Bu slogan hep farklı şekillerde
söylense bile.
Bir olur mu?
Bir tarafı ıstırap diğer tarafı
sıkıntı
Olan bir sarkaç içinde olsalar da
Bir olmazlar.
Hiç oyuncak alamadığı için ağlayan
çocuk
İle evinde ağlamasın diye kaynar su
pişirilen çocuk
Bir olur mu?
Hiç analarını kuzusu yapan,
Onları ağlayıp zırlamasıyla güden,
Yönlendiren çocuk
İle… Görmüyorum ki başka tür çocuk.
Hep aynı çoban türü, kafası koruk.
Gittiğim yerler hep koruluk
Etrafında hizmetçi gibi sahipleri dolaşan.

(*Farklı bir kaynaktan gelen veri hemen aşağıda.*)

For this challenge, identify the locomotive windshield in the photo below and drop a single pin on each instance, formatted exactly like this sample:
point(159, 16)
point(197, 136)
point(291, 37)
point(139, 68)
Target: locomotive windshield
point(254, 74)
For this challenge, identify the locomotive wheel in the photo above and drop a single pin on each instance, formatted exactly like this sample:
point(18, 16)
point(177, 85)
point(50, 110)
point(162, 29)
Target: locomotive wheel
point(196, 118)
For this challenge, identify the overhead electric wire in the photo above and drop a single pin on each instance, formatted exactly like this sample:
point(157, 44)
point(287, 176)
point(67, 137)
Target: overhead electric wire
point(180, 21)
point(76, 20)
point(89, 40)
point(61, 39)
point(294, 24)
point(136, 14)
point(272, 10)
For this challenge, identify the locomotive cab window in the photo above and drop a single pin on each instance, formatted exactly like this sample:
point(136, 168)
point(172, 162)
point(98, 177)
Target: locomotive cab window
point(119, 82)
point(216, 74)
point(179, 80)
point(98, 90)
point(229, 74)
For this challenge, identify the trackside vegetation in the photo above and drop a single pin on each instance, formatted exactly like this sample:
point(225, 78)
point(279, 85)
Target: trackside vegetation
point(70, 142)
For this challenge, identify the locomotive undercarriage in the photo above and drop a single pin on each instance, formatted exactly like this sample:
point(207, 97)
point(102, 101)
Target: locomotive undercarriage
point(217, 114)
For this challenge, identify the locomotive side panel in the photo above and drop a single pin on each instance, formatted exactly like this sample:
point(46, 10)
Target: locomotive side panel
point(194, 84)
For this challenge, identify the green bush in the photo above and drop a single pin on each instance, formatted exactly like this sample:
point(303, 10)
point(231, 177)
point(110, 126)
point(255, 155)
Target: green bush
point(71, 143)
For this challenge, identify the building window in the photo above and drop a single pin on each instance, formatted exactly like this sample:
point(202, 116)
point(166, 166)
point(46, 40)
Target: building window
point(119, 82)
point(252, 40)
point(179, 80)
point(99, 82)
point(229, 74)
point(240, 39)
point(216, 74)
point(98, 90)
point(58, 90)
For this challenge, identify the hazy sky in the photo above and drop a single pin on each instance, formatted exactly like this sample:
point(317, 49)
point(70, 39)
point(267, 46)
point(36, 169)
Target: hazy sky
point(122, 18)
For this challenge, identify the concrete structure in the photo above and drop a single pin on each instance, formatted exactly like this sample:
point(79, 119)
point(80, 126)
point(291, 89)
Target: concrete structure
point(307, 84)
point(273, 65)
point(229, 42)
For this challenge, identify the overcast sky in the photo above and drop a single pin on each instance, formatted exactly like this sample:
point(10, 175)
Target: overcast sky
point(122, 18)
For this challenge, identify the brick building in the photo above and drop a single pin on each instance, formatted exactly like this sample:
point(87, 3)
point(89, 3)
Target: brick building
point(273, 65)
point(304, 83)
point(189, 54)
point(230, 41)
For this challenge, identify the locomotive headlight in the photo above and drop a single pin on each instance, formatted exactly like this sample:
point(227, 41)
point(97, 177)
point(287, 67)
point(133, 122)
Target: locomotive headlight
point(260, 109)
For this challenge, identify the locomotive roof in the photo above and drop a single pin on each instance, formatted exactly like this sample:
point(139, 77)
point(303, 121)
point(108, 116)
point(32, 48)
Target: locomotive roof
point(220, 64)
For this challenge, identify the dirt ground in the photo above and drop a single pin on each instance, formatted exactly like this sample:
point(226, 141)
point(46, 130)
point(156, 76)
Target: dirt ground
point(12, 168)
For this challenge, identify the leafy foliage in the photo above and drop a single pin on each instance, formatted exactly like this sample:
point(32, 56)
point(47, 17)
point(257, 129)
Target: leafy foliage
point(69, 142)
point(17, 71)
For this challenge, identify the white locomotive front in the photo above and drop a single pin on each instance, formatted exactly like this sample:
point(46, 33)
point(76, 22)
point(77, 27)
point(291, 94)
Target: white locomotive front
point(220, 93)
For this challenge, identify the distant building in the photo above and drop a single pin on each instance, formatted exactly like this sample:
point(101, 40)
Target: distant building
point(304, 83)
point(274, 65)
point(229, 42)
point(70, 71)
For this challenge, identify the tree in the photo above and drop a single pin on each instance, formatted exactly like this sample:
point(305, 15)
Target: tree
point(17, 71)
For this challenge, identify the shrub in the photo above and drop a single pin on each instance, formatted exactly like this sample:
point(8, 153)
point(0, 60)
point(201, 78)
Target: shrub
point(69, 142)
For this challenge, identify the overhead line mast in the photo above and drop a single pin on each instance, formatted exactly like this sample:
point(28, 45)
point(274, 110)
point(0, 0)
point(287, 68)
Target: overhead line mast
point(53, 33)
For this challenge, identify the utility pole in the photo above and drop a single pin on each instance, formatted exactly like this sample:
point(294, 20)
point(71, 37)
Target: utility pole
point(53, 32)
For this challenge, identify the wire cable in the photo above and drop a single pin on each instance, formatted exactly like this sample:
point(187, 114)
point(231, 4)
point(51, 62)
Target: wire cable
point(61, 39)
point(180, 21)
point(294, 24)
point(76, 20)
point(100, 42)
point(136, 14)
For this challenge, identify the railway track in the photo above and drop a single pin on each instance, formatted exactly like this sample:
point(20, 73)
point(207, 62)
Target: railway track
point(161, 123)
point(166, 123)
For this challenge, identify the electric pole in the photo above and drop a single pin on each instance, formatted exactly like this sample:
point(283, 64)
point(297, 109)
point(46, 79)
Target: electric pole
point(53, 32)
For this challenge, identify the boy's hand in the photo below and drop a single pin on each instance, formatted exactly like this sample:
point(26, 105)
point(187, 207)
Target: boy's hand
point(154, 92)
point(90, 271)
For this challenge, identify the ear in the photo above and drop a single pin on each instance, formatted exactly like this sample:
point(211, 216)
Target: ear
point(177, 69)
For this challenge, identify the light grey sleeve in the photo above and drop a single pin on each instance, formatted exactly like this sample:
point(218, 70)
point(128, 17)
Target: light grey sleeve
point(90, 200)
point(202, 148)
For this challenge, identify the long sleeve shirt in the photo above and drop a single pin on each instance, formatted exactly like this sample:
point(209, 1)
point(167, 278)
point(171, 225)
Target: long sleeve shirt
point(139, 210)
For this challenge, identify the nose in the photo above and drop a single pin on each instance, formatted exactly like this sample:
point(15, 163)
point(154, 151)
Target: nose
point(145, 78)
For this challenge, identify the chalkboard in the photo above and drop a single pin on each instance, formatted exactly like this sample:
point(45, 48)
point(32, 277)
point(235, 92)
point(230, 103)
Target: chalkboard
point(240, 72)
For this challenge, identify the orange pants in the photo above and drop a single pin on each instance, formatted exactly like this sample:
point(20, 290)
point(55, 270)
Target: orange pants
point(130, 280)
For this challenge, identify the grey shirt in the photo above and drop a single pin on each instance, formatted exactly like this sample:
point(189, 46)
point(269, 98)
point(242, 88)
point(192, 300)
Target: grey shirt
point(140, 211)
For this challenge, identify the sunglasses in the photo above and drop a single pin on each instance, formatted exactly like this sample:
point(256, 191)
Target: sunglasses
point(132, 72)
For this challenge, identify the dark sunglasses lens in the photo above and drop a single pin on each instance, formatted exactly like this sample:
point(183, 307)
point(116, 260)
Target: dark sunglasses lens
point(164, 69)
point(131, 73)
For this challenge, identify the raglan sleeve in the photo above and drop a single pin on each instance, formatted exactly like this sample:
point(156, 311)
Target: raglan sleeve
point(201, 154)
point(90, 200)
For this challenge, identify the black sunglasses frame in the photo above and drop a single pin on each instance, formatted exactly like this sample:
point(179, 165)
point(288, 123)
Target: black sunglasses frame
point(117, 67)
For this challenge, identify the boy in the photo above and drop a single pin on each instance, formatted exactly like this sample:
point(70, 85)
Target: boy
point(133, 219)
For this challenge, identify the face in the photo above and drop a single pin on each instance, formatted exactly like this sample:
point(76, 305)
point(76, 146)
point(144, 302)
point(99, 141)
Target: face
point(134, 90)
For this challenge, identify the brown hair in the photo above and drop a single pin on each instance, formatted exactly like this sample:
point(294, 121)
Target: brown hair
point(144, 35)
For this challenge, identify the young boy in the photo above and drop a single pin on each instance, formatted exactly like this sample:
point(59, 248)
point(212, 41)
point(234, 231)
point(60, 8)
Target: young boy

Bir görüsü olmayan hoşgörü
Bu üst sınıfın gösteriş süsü.
Oysa onlara uzaktayken
Ve susamışken onların nezaketine
Şimdi susuzluğunu tuzlu suyla
gideremeyen ben
Susamışlığım daha da azmışken “Su
nerede? Ne nerede?”
Diye aranıyorum.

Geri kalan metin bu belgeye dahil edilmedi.